Im Dezember 1993 enthielten sämtliche Bezüge-Abrechnungen des Beklagten im Hinblick auf die vorgesehenen Änderungen des Bundeskindergeldgesetzes (BKGG) ab 01.01.1994 den Hinweis: "Kinderbezogene Bezügeteile ab 01.01.1994 unter Vorbehalt". Außerdem erhielten die Bezügeempfänger im Dezember 1993 ein Informationsblatt, in dem es u.a. wie folgt heißt: "Der Bundestag hat Ende Oktober 1993 ein 1. Gesetz zur Umsetzung des Spar-, Konsolidierungs- und Wachstumsprogramms beschlossen, das ab Januar 1994 zu Einschränkungen beim Kg führt ... Die wesentlichsten Änderungen des Kg-Rechts entnehmen Sie bitte aus dem folgenden Abschnitt II ...
Kein Kindergeld bei bestimmten Einkünften eines Kindes, das das 16. Lebensjahr vollendet hat. ...
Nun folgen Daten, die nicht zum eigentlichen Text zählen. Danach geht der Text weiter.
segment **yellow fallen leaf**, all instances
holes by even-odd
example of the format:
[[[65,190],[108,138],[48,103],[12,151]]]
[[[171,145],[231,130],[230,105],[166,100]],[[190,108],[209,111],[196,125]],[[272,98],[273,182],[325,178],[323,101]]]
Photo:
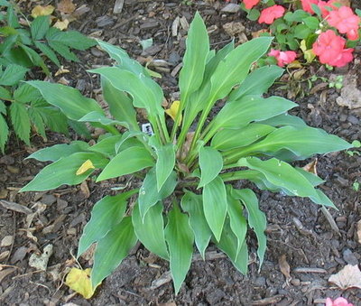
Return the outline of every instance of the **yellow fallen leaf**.
[[[54,12],[54,9],[55,7],[52,5],[46,5],[46,6],[36,5],[32,10],[32,16],[34,18],[39,16],[47,16],[49,14],[51,14],[51,13]]]
[[[54,27],[54,28],[58,28],[58,29],[60,30],[60,31],[63,31],[63,30],[68,29],[69,23],[69,22],[68,19],[64,19],[64,20],[62,20],[62,21],[58,20],[58,21],[54,23],[53,27]]]
[[[171,117],[171,119],[173,119],[173,121],[175,121],[175,118],[177,116],[178,114],[178,110],[180,108],[180,101],[175,100],[173,103],[171,103],[171,108],[168,108],[165,110],[165,113],[170,116]],[[178,125],[180,125],[181,123],[181,114],[180,114],[180,122],[178,124]]]
[[[94,167],[94,164],[93,162],[91,162],[90,160],[87,160],[83,162],[83,164],[79,167],[79,169],[77,170],[77,172],[75,174],[77,175],[83,174],[89,169],[96,169],[96,167]]]
[[[91,286],[90,272],[90,268],[85,270],[71,268],[65,279],[65,284],[85,299],[90,299],[97,288],[93,289]]]

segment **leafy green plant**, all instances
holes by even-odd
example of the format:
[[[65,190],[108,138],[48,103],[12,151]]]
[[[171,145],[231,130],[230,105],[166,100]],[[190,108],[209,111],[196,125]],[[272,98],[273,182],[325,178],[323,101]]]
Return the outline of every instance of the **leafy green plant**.
[[[116,268],[137,240],[170,261],[176,292],[190,269],[194,244],[204,258],[207,246],[214,243],[245,274],[250,227],[258,240],[261,265],[266,250],[265,215],[251,189],[231,181],[250,181],[261,190],[335,208],[315,188],[323,180],[289,162],[352,145],[289,115],[297,104],[280,97],[263,97],[282,70],[249,70],[271,42],[261,37],[236,48],[231,42],[216,52],[209,50],[206,26],[196,14],[180,74],[180,101],[167,112],[175,120],[172,127],[167,126],[161,87],[125,51],[103,42],[99,46],[116,65],[89,72],[100,76],[111,116],[74,88],[27,82],[68,117],[97,123],[110,133],[92,146],[77,141],[32,153],[29,158],[52,163],[21,191],[75,185],[90,175],[97,181],[131,173],[143,178],[140,186],[107,195],[93,208],[78,250],[79,256],[97,243],[93,286]],[[141,131],[135,108],[146,110],[153,134]],[[122,134],[116,126],[125,131]]]
[[[5,14],[0,14],[0,36],[4,42],[0,46],[0,65],[11,63],[23,67],[41,67],[49,74],[49,69],[41,54],[46,56],[57,66],[60,66],[57,54],[68,60],[78,61],[78,57],[70,51],[87,50],[96,42],[77,31],[60,30],[51,26],[50,16],[38,16],[28,22],[30,28],[21,25],[15,7],[6,0],[0,2],[0,7],[5,8]]]

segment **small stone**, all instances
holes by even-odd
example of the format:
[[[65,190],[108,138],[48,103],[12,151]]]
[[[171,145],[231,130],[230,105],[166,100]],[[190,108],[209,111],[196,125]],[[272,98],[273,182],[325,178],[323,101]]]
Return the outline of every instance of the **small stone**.
[[[41,202],[45,205],[51,205],[56,202],[56,198],[52,194],[44,194]]]
[[[17,167],[14,167],[14,166],[6,166],[7,170],[9,171],[9,172],[13,173],[13,174],[17,174],[20,172],[20,169]]]
[[[10,246],[13,245],[14,237],[13,236],[5,236],[3,240],[1,240],[1,246]]]

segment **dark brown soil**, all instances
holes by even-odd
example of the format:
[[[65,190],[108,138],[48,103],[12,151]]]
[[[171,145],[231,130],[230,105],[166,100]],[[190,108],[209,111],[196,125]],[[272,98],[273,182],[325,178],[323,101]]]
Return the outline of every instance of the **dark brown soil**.
[[[258,25],[246,22],[240,12],[221,12],[225,6],[222,1],[125,0],[119,14],[113,14],[115,1],[74,3],[78,7],[87,5],[90,11],[73,22],[73,28],[118,44],[143,62],[152,59],[168,62],[162,70],[158,69],[168,97],[178,90],[177,76],[173,77],[171,72],[181,62],[185,45],[184,29],[180,27],[178,36],[171,34],[171,24],[176,17],[185,17],[190,23],[194,13],[199,11],[210,30],[213,48],[220,48],[232,39],[223,29],[222,25],[227,23],[243,22],[249,39],[252,31],[259,29]],[[149,38],[153,40],[153,46],[143,51],[140,42]],[[64,77],[70,86],[94,97],[99,84],[86,70],[110,61],[97,48],[80,53],[79,57],[81,63],[65,63],[71,72]],[[356,52],[355,63],[347,69],[336,71],[312,69],[326,78],[331,78],[332,74],[355,76],[358,78],[358,84],[361,83],[359,52]],[[361,112],[338,107],[336,98],[339,91],[325,88],[307,95],[307,87],[302,85],[302,88],[305,97],[295,99],[300,104],[296,111],[298,116],[310,125],[323,128],[347,141],[361,139]],[[274,87],[273,91],[286,97],[292,89],[280,90]],[[14,237],[11,246],[0,248],[4,264],[0,265],[0,304],[323,305],[326,297],[342,295],[354,305],[361,305],[360,289],[343,292],[328,283],[329,276],[346,264],[361,262],[361,244],[357,241],[360,237],[356,234],[356,223],[361,219],[360,193],[353,189],[355,181],[361,182],[361,157],[357,154],[350,156],[342,152],[318,157],[319,175],[327,181],[321,188],[339,209],[329,209],[337,228],[331,227],[320,207],[308,199],[257,191],[261,208],[268,219],[268,250],[260,272],[254,260],[256,240],[251,233],[251,264],[246,276],[240,274],[219,251],[210,246],[208,250],[210,258],[206,261],[195,258],[180,292],[174,296],[167,276],[168,263],[137,246],[103,282],[95,296],[87,301],[73,294],[63,284],[65,272],[75,265],[72,255],[76,254],[79,237],[94,203],[113,192],[110,188],[115,184],[125,186],[129,178],[102,184],[88,181],[89,191],[83,185],[49,192],[17,193],[43,167],[41,162],[24,158],[42,146],[68,141],[59,134],[50,134],[49,139],[44,144],[35,137],[33,146],[25,148],[14,138],[6,154],[0,157],[0,199],[29,209],[29,211],[18,212],[14,210],[14,206],[10,205],[13,209],[9,209],[0,205],[0,241],[6,236]],[[306,163],[303,162],[301,165]],[[137,185],[139,182],[131,181],[130,183]],[[47,272],[30,267],[30,255],[41,253],[49,244],[53,245],[54,251]],[[280,270],[282,255],[285,255],[291,266],[291,279],[288,280]],[[80,264],[88,267],[91,261],[82,258]],[[157,285],[159,279],[165,280],[164,284]]]

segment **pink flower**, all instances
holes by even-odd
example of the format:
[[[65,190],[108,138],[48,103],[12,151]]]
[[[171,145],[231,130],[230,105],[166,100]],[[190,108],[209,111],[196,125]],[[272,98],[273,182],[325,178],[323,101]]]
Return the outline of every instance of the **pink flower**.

Künftig: ... Leistungen nach dem Bundesausbildungsförderungsgesetz (BAföG) und andere Stipendien aus öffentlichen Kassen sind kindergeldschädlich, wenn der Zuschußbetrag 610,-- DM im Monat erreicht; Darlehen werden allerdings nicht angerechnet. ... Im Hinblick auf das noch nicht abgeschlossene Gesetzgebungsverfahren und die ggf auf Grund der Änderungen noch erforderlichen Erhebungen zusätzlicher persönlicher Sachverhalte bei Ihnen und ggf bei einem anderen Kg-Bezieher werden das Kg und die kindergeldabhängigen Bezügebestandteile ... in den vorgenannten Fällen ab Januar 1994 bis auf weiteres unter dem Vorbehalt der Rückforderung gezahlt. Auf den Vorbehalt in Ihrer Bezügeabrechnung für den Monat Dezember 1993 bzw. in Ihrem Bewilligungsbescheid für Kg, Kinderanteile im Ortszuschlag etc wird besonders hingewiesen. Sie werden darauf hingewiesen, dass sie danach zuvielgewährte Beträge nach Überprüfung zurückzahlen müssen und sich insbesondere nicht auf den Wegfall der Bereicherung berufen können. In diesen Fällen ergehen zu gegebener Zeit besondere Rückforderungsbescheide bzw. -mitteilungen.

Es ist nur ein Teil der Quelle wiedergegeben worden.